2023-03-02 17:33:13.216351: W tensorflow/compiler/xla/stream_executor/platform/default/dso_loader.cc:64] Could not load dynamic library 'libcudart.so.11.0'; dlerror: libcudart.so.11.0: cannot open shared object file: No such file or directory
2023-03-02 17:33:13.216380: I tensorflow/compiler/xla/stream_executor/cuda/cudart_stub.cc:29] Ignore above cudart dlerror if you do not have a GPU set up on your machine.
2023-03-02 17:33:15.013030: W tensorflow/compiler/xla/stream_executor/platform/default/dso_loader.cc:64] Could not load dynamic library 'libnvinfer.so.7'; dlerror: libnvinfer.so.7: cannot open shared object file: No such file or directory
2023-

# Loading files

In [2]:
path = './trained_models/'
filename_model = 'multinomialNB-use.joblib'
filename_scaler = 'scaler.joblib'

# Loading model
clf = load(path + filename_model)

# Loading scaler
scaler = load(path + filename_scaler)

# Parameters

In [3]:
thresh = 0.4
tag_list = ['c#', 
            'java', 
            'javascript', 
            'python', 
            'c++', 
            'ios', 
            'android', 
            '.net', 
            'html', 
            'php', 
            'objective-c', 
            'jquery', 
            'c', 
            'iphone', 
            'sql', 
            'asp.net', 
            'css', 
            'linux', 
            'node.js', 
            'performance', 
            'spring', 
            'windows', 
            'swift', 
            'xcode', 
            'ruby-on-rails', 
            'mysql', 
            'json', 
            'sql-server', 
            'multithreading', 
            'asp.net-mvc', 
            'ruby', 
            'database', 
            'wpf', 
            'unit-testing', 
            'macos', 
            'arrays', 
            'c++11', 
            'django']

# Functions

In [8]:
def remove_code(text):
    """
    Removes "<code> some text </code>" from a text.
    or "<script> some text </script>"

    Parameters
        - text : str
    """
    soup = BeautifulSoup(text,'lxml')
    code_to_remove = soup.findAll('code')
    for code in code_to_remove:
        code.replace_with(' ')
        
    code_to_remove = soup.findAll('script')
    for code in code_to_remove:
        code.replace_with(' ')

    return str(soup)

def instantiate_spacy():
    global nlp
    # Instantiating language model, english
    nlp = spacy.load("en_core_web_sm")

def import_stopwords():
    # Importing stopwords
    with open('./stopwords/stopwords.txt') as file:
        my_stopwords = {line.rstrip() for line in file}
    
    # Adding my_stopwords to spacy stopwords
    nlp.Defaults.stop_words = nlp.Defaults.stop_words.union(my_stopwords)

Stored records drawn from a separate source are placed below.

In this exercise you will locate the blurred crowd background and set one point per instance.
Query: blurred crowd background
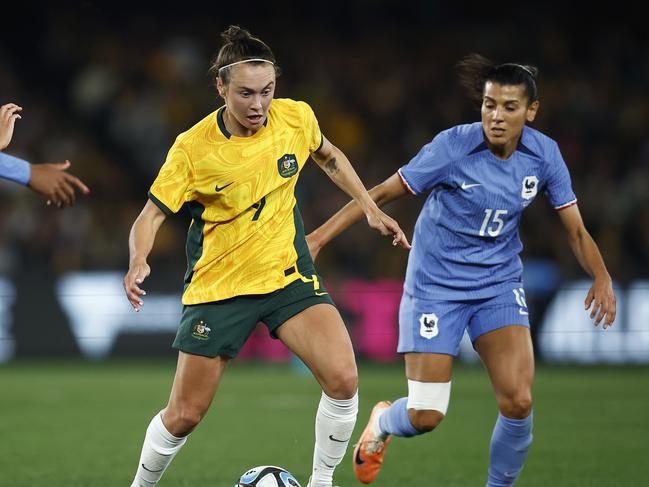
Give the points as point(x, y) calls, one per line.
point(110, 89)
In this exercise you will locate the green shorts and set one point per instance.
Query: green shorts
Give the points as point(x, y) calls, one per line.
point(222, 327)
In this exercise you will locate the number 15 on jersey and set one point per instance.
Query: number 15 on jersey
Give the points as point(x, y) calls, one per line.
point(492, 223)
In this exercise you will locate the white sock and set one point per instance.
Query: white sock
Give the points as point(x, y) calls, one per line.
point(159, 448)
point(334, 424)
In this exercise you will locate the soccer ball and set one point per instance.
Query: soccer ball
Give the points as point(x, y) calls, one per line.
point(267, 476)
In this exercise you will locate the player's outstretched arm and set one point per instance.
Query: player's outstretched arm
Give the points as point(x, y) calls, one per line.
point(600, 298)
point(140, 243)
point(339, 169)
point(56, 184)
point(9, 113)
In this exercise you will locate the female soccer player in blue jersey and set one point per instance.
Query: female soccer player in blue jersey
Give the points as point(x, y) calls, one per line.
point(248, 260)
point(464, 270)
point(50, 180)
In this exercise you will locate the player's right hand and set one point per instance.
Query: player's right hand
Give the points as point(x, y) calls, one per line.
point(134, 277)
point(8, 116)
point(314, 246)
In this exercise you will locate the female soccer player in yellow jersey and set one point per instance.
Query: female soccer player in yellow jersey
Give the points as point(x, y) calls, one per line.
point(247, 256)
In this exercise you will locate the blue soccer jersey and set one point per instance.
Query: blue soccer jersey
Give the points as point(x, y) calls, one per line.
point(466, 243)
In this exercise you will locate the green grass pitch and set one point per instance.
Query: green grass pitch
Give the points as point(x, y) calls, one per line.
point(81, 424)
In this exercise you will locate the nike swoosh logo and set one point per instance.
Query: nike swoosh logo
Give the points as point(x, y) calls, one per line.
point(467, 186)
point(331, 437)
point(357, 458)
point(221, 188)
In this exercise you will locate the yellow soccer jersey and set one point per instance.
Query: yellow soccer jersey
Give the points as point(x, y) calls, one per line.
point(246, 235)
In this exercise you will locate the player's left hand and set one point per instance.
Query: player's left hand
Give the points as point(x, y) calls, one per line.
point(56, 184)
point(9, 113)
point(387, 226)
point(601, 301)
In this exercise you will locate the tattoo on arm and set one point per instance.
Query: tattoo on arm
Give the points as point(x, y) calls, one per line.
point(331, 166)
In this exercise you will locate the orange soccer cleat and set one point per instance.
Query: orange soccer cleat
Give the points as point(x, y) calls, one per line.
point(370, 449)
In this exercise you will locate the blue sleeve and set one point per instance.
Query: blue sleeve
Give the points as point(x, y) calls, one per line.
point(558, 187)
point(14, 169)
point(429, 167)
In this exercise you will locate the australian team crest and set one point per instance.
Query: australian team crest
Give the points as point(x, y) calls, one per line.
point(201, 331)
point(530, 187)
point(287, 165)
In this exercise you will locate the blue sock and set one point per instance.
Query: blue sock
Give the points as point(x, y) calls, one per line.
point(510, 441)
point(395, 420)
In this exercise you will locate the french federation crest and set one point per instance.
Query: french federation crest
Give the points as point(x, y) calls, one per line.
point(201, 331)
point(530, 187)
point(428, 325)
point(287, 165)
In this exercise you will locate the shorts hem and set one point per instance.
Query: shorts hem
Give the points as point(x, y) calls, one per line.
point(209, 354)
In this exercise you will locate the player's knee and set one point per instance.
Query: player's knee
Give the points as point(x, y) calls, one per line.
point(181, 421)
point(425, 420)
point(342, 384)
point(427, 403)
point(517, 406)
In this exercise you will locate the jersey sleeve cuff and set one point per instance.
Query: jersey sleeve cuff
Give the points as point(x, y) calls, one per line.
point(321, 142)
point(566, 205)
point(405, 183)
point(165, 209)
point(15, 169)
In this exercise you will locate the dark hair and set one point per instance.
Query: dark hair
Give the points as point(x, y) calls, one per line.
point(475, 70)
point(239, 45)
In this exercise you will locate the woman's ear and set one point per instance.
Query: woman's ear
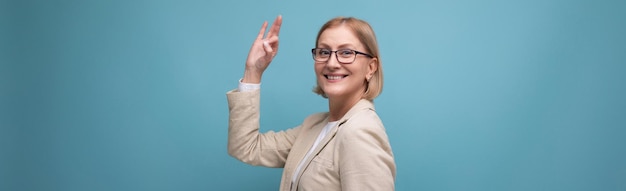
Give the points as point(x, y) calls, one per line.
point(372, 68)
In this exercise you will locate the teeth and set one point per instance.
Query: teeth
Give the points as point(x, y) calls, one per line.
point(334, 77)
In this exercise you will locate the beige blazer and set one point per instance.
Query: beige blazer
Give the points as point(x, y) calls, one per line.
point(354, 155)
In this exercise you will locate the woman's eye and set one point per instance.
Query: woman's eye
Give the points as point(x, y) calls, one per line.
point(324, 52)
point(346, 53)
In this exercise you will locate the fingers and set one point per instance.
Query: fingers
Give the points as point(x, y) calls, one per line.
point(262, 31)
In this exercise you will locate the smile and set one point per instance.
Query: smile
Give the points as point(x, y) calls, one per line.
point(335, 77)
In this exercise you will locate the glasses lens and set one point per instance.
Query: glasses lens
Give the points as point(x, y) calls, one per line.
point(321, 54)
point(346, 56)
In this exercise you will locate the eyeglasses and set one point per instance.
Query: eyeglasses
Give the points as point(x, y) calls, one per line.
point(344, 56)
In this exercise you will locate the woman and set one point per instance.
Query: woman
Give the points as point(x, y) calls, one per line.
point(345, 148)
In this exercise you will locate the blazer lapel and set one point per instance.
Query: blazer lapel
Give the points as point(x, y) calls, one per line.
point(360, 106)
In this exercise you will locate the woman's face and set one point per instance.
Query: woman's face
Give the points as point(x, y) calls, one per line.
point(339, 80)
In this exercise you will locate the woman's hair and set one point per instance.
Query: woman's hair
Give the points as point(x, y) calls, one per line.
point(364, 32)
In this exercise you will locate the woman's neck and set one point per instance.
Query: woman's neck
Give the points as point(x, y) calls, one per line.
point(337, 108)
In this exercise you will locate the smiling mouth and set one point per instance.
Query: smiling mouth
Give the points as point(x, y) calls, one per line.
point(335, 77)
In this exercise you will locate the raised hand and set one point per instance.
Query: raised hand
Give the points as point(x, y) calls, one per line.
point(262, 52)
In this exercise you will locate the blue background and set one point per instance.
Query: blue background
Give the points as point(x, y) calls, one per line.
point(479, 95)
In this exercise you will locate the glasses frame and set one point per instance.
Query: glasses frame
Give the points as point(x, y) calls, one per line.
point(337, 56)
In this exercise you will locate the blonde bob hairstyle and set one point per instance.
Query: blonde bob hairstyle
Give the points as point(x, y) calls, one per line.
point(364, 32)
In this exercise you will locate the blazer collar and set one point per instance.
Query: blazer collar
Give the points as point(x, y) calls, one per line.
point(363, 104)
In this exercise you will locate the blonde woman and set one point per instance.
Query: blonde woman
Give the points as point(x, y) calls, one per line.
point(345, 148)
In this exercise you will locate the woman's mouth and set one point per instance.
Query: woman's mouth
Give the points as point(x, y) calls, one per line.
point(335, 77)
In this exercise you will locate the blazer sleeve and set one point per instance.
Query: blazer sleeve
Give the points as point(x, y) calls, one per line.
point(245, 142)
point(365, 157)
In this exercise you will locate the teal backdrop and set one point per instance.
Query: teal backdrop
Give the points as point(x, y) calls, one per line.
point(479, 95)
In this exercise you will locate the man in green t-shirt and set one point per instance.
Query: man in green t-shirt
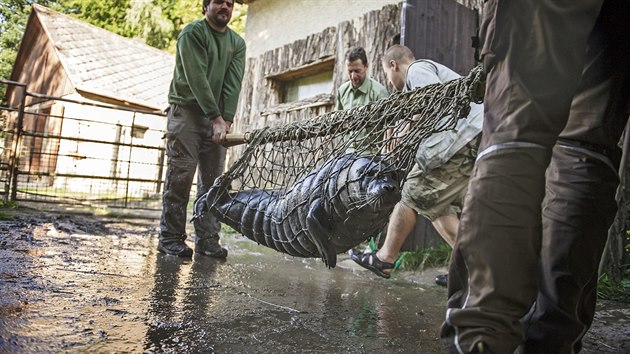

def clean(text,tokenize=False,strict=False, **kwargs):
    """
    Returns a dictionnary with keys 'text' or 'tokens', where
    'tokens' corresponds tothe list of lemmatized tokens from
    the string text. Ommiting stopwords and punctuation, and the text is
    the joint text.

    Parameters:
        - text: str
        - tokenize: bool
            If True returns list of tokens, if False returns string.
        - strict: bool
            If true only keeps nouns
    """


    # Removing <code>some code</code>
    clean_txt = remove_code(text)

    # Removing HTML tags
    soup = BeautifulSoup(clean_txt, features='html.parser')
    clean_txt = soup.get_text()

    # Removing new line character: \n
    clean_txt = clean_txt.replace('\n', ' ')

    # Removing unicode characters
    clean_txt = clean_txt.encode("ascii", "ignore").decode()
    
    # Removing digits
    clean_txt = ''.join(char for char in clean_txt if not char.isdigit())

    # Replacing 'c ++' and 'c #' for 'c++' and 'c#' and others
    clean_txt = clean_txt.replace('c ++', 'c++')
    clean_txt = clean_txt.replace('c #', 'c#')
    clean_txt = clean_txt.replace('C ++', 'c++')
    clean_txt = clean_txt.replace('C #', 'c#')
    clean_txt = clean_txt.replace('C#', 'c#')
    clean_txt = clean_txt.replace('C ++', 'c++')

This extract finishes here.